What you wear to your headshot session has more impact than most people expect. Not because the clothes are the point, but because clothing affects how light falls across the frame, how the eye reads the image, and what a viewer notices first. Once the session's done, you can't change it. These are the things I go through with every client before we start.
Stick to solid, mid-toned colours
Bright whites tend to blow out in almost any light and create an imbalance in the frame that's difficult to correct in editing. Black can work in certain situations but often reads as flat, especially in lower-contrast environments or when shooting against darker backgrounds. The safest range is mid-tone: navy, dusty blue, forest green, warm grey, burgundy, terracotta, stone. These colours hold detail, pick up light naturally, and don't compete with your face.
A simple test: put the outfit on and look in a mirror from a few feet back. If the first thing you notice is the colour rather than your face, it's too dominant. You want the viewer looking at you, not at what you're wearing.
Fit matters more than brand
Clothes that fit well read as clean and confident in a photo. Loose clothing can look shapeless; clothing that's too tight can look strained or uncomfortable. The camera compresses depth, which means fit-related details like a bunching sleeve or pulling fabric across the shoulders get exaggerated rather than minimised.
Try your outfit on a few days before the session and move around in it. Stand, sit, look sideways. A blazer that sits perfectly when you're standing can bunch awkwardly when you're seated, which is a common shooting position. If you notice something in the mirror, it'll be visible in the photo. It's worth sorting before the day rather than after.
Avoid logos, graphics, and small patterns
Text and logos draw the eye away from your face, which is exactly the wrong direction for a headshot. Small repeating patterns like narrow stripes, fine houndstooth, or busy prints can also cause a moiré effect in high-resolution images, a visual shimmer that's difficult to remove in post-processing. Neither problem is hard to avoid: default to solid colours or single-colour textures like a subtle ribbed knit or a fine weave, and you won't have to think about it.
Bring two or three complete looks
The light during a session can change, and you might find you feel more comfortable in one outfit once we're actually shooting.
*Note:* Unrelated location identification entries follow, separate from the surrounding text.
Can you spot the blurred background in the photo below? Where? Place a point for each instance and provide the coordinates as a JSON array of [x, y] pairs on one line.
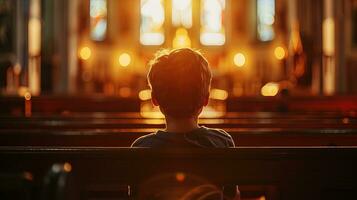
[[101, 47]]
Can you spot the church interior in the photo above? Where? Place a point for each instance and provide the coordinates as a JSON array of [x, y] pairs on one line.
[[74, 96]]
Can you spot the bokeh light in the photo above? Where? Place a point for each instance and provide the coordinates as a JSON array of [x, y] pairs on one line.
[[239, 60], [124, 59], [85, 53]]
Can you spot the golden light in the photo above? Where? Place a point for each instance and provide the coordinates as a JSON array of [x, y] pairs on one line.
[[328, 34], [218, 94], [279, 53], [67, 167], [28, 176], [27, 96], [124, 60], [153, 18], [212, 22], [125, 92], [85, 53], [180, 177], [34, 28], [181, 39], [182, 13], [270, 89], [239, 60], [145, 95]]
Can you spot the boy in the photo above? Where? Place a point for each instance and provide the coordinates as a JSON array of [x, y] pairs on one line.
[[180, 82]]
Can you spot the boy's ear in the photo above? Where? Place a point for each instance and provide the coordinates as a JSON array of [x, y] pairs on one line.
[[154, 100]]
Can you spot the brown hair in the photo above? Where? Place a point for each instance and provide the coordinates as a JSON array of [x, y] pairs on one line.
[[180, 80]]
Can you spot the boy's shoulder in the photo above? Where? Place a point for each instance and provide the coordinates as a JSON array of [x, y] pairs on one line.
[[217, 137], [202, 137]]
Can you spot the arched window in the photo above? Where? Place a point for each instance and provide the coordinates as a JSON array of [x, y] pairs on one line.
[[98, 19], [152, 22], [265, 20], [212, 31]]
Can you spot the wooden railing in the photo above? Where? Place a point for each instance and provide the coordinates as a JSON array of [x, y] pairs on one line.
[[278, 173]]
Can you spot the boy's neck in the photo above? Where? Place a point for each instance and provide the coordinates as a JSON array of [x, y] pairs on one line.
[[184, 125]]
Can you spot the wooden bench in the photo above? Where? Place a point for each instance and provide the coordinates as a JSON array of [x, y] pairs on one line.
[[125, 137], [283, 173]]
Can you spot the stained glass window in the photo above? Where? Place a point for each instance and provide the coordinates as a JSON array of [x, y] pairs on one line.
[[212, 22], [98, 19], [152, 22], [182, 13], [266, 19]]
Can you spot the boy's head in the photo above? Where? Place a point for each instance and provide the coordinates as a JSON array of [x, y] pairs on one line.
[[180, 81]]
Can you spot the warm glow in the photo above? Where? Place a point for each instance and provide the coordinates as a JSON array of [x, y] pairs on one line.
[[98, 19], [152, 21], [27, 96], [328, 36], [124, 59], [28, 176], [125, 92], [279, 53], [218, 94], [67, 167], [34, 28], [180, 177], [266, 19], [145, 95], [181, 39], [182, 13], [270, 89], [212, 22], [85, 53], [239, 60]]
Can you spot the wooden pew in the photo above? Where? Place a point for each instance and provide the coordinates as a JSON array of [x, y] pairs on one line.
[[33, 123], [288, 173], [125, 137], [63, 104]]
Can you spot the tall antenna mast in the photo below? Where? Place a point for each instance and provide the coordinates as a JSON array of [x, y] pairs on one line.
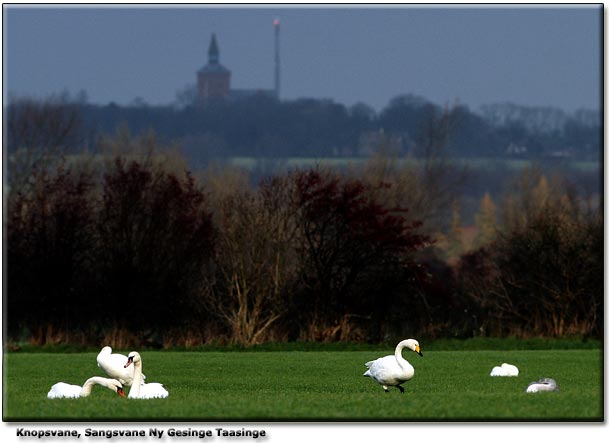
[[276, 26]]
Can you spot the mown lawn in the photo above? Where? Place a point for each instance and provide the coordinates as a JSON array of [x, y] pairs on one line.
[[449, 385]]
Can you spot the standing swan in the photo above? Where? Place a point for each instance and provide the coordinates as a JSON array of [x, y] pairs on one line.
[[139, 389], [64, 390], [393, 370], [115, 365]]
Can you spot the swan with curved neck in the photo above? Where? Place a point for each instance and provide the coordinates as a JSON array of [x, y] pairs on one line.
[[115, 366], [139, 389], [65, 390], [393, 370]]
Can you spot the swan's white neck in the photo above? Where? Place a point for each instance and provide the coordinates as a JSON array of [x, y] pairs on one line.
[[134, 392], [398, 355], [88, 386]]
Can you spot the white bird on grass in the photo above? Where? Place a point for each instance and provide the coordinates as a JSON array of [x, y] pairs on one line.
[[139, 389], [65, 390], [505, 370], [543, 384], [393, 370], [115, 366]]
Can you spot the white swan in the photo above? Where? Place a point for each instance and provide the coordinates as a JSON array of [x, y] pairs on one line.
[[139, 389], [543, 384], [64, 390], [115, 366], [393, 370], [505, 370]]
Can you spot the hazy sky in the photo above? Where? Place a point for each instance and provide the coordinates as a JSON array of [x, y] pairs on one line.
[[548, 56]]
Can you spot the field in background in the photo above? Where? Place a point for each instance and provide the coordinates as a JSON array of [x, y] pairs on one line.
[[316, 385], [250, 163]]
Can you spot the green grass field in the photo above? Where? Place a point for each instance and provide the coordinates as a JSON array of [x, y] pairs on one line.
[[449, 385]]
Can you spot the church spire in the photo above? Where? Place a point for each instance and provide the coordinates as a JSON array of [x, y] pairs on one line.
[[213, 54]]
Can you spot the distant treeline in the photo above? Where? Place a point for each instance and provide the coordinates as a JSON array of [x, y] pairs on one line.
[[260, 126], [132, 249]]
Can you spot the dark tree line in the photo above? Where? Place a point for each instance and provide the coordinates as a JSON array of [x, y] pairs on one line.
[[145, 255], [264, 127], [129, 246]]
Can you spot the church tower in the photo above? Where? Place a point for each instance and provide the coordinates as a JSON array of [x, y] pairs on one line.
[[213, 79]]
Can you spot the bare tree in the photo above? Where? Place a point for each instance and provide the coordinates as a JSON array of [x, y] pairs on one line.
[[39, 133], [254, 261]]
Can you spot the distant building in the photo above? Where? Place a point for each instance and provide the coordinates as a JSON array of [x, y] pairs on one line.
[[213, 81]]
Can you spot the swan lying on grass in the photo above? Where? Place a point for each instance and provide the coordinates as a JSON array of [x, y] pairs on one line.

Different looks also serve different purposes: a more polished option for a corporate or LinkedIn profile, something more relaxed for an acting portfolio or creative brief.
When you're putting options together, think in terms of range rather than just variety. One more formal look, one that feels like a normal day for you. Having both gives the final edit more to work with and means the photos are genuinely useful across different contexts.
A note on context: actors, executives, and everyone else
The core guidance above applies across the board, but context matters for the finer details. For actors, the goal is simplicity: casting directors are looking at your face and your range, so anything that distracts from that is working against you. For executives and corporate profiles, a blazer or structured top signals professionalism without feeling stiff. For creatives or founders, there's more latitude to let the outfit reflect your personal brand, as long as it still reads cleanly on screen.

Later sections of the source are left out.